Тут она, прикрыв глаза ладонью, смотрит вдаль: ждет Гришука, который вот-вот поймает вредителей, если только они его раньше не убьют… А интересно, по-настоящему стала бы она так ждать какого-нибудь своего товарища, Мика? Это Лоде неизвестно.
У папы в кабинете там их еще больше, Мик. Одна — под пальмами в Батуми; другая — с испанским веером. Есть большой портрет, нарисованный масляными красками Рудаковым. Была еще одна кругленькая миниатюра по фарфору, очень красивая, работы Ольги Баговут, другой художницы; только папа теперь увез ее с собой на учебный сбор. Папа, милый!
Девчонки все как одна завидуют Лоде: мама — актриса! Пусть даже не родная, а всё-таки!
Девчонки — глупые: может быть, в сто раз лучше было бы, чтобы и не актриса вовсе, да… И кроме того, кем интересней быть: актером или геологом? Мама Мика?! Это папа хочет, чтобы он звал ее так, а ей-то, наверное, всё равно… Но надо звать!
Сегодня Мика уехала в гости. Макс пришел ночевать, потому что и тети Клавы нет дома: помчалась на «Светлое», снимать дачу. Правда, он и без того любит ночевать тут: главным образом из-за синего ночника над дверью — как в «Красной стреле». Ночник Лодин папа придумал; он вечно что-нибудь да придумает интересное.
Мальчики, оставшись одни, чинно попили чаю, необыкновенно тщательно умылись, легли. Не пошалишь, когда сидишь в одиночестве, оставшись за старших. А кроме того, Максик помнил: Лодя обещал рассказать ему одну вещь — великую тайну. Мальчика била лихорадка нетерпения: великая тайна!
Всё-таки они полежали некоторое время носами вверх, задумчиво глядя на исполосованный синими тенями потолок; Максик первым делом погасил лампу и зажег ночник. Потом Лодя вспомнил: Мика велела открыть на ночь фрамугу.
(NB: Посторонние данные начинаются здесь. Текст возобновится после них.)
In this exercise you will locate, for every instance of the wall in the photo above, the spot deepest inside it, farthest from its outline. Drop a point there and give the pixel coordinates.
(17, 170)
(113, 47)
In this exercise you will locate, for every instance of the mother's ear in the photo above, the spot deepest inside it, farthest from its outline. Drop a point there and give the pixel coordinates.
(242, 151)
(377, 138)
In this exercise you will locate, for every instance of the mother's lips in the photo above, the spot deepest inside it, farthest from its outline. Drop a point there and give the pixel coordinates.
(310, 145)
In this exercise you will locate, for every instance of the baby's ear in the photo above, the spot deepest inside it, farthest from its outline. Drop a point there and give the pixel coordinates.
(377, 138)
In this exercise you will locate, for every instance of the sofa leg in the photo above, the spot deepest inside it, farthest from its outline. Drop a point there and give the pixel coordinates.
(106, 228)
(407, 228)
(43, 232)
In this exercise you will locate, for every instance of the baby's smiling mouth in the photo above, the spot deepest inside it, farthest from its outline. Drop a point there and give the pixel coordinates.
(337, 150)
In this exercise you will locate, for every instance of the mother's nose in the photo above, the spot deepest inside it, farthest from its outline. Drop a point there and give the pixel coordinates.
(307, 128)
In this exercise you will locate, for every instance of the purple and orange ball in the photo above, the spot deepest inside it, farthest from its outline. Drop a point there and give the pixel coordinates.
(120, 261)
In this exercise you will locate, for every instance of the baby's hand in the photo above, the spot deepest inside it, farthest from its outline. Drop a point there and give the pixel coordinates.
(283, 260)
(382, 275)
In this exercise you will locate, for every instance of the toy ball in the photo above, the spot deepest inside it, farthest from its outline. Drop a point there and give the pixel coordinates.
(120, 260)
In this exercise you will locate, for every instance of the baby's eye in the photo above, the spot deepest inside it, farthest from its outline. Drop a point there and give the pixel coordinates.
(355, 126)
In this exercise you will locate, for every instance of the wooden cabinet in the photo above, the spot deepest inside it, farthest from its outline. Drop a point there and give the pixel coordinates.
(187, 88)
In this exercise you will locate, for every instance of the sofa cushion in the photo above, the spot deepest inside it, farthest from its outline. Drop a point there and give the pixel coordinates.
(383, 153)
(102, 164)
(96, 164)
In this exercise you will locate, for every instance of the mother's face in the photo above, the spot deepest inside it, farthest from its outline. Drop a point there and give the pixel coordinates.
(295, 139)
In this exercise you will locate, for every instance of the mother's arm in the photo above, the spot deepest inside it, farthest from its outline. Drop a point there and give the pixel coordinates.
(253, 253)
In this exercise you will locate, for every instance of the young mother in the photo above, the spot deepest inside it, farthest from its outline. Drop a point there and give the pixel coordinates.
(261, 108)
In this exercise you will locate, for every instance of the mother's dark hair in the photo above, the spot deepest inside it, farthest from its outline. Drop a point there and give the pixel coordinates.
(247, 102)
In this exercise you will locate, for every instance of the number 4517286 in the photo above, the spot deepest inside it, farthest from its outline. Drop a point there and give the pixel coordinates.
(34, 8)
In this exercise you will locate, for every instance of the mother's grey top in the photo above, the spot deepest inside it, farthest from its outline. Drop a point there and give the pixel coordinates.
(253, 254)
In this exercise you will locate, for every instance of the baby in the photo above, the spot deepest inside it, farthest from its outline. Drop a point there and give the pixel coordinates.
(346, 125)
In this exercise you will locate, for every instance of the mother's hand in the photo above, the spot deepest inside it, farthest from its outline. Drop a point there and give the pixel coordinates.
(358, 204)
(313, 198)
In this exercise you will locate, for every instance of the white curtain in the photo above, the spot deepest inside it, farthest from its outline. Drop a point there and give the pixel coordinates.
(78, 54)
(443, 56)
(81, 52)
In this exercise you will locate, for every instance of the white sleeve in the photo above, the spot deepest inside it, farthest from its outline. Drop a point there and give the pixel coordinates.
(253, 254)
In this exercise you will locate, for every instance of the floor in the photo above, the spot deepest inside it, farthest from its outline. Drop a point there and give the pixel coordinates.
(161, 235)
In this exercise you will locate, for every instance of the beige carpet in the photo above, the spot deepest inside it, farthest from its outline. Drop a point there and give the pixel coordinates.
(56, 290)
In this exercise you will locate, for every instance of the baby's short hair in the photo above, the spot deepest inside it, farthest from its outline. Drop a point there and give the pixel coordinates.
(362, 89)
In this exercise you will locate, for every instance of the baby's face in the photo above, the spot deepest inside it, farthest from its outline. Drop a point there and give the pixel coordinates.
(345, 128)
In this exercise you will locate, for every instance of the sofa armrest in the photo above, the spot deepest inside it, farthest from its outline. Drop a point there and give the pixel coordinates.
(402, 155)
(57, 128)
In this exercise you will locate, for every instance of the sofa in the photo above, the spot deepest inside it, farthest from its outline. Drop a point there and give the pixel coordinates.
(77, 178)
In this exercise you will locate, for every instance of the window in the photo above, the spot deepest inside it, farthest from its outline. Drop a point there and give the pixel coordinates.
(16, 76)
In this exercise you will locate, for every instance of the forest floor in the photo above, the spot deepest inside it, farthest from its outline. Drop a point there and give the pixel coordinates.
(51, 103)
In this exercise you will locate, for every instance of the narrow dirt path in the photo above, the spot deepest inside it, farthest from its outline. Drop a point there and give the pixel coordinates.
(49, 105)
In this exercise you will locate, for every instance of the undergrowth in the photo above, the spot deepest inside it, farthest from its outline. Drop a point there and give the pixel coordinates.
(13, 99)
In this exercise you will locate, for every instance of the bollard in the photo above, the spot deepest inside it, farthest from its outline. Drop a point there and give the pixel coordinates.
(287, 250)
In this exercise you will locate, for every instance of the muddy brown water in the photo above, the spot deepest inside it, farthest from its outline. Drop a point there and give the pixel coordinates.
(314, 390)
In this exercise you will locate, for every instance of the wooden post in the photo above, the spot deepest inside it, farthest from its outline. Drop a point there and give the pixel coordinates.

Он слазил на широкий подоконник, дернул шнур. Тотчас в комнату вошло и заполнило всё до потолка, мешаясь с тенями, тихое, сонное бормотание ночного города. Перекличка буксиров за Стрелкой, далекий рокот колес… На улице всё это не так слышно, как в комнате. Странно: почему?
«Спокойной ночи, товарищи! Спокойной ночи!»
— Ну? — проговорил наконец Максик, от нетерпения собирая всё синенькое байковое одеяло себе под подбородок, как воротник.
Лодя отозвался не сразу. Некоторое время он лежал молча, и будь Макс Слепень постарше (или в комнате — посветлее), он удивился бы: Лодины глаза разбежались, на лбу прорезалась странная складка. Да и всё лицо его стало озабоченным, даже тревожным.
— Я, — не очень твердо выговорил он наконец. — Я — не тебе хотел это рассказать. Я… папе моему… Или твоему: кто раньше приедет. Потому что это — довольно страшно…
Вот такого слова нельзя было произносить три маленьком Слепне: он чуть не свалился с раскладушки от волнения.
— Страшно? — ахнул он. — Ой, Лодя! Так почему же? Лучше сначала мне! А кому страшно-то? И очень?
— Очень! — как всегда задумчиво, протянул Лодя. — Знаешь, я сравнивал. По-моему, даже страшнее, чем с индейцем Джо… Макс! Я, кажется… я убийцу видел!
Каким неистовым ценителем всяких приключений и происшествий ни был десятилетний Максим Слепень, даже он оцепенел от неожиданности.
— Как «убийцу»? Настоящего? Где? — задохнулся он, не замечая, что его одеяло свалилось с койки на пол.
— Тут. — Лодя отвечал с трудом, странно уставившись на узор обоев. — В городке. Под тем дубом, где ты тогда тот негатив посеял… У него все руки в крови; он сам сказал.
— Лодечка, да как же?.. Ты давно его увидел?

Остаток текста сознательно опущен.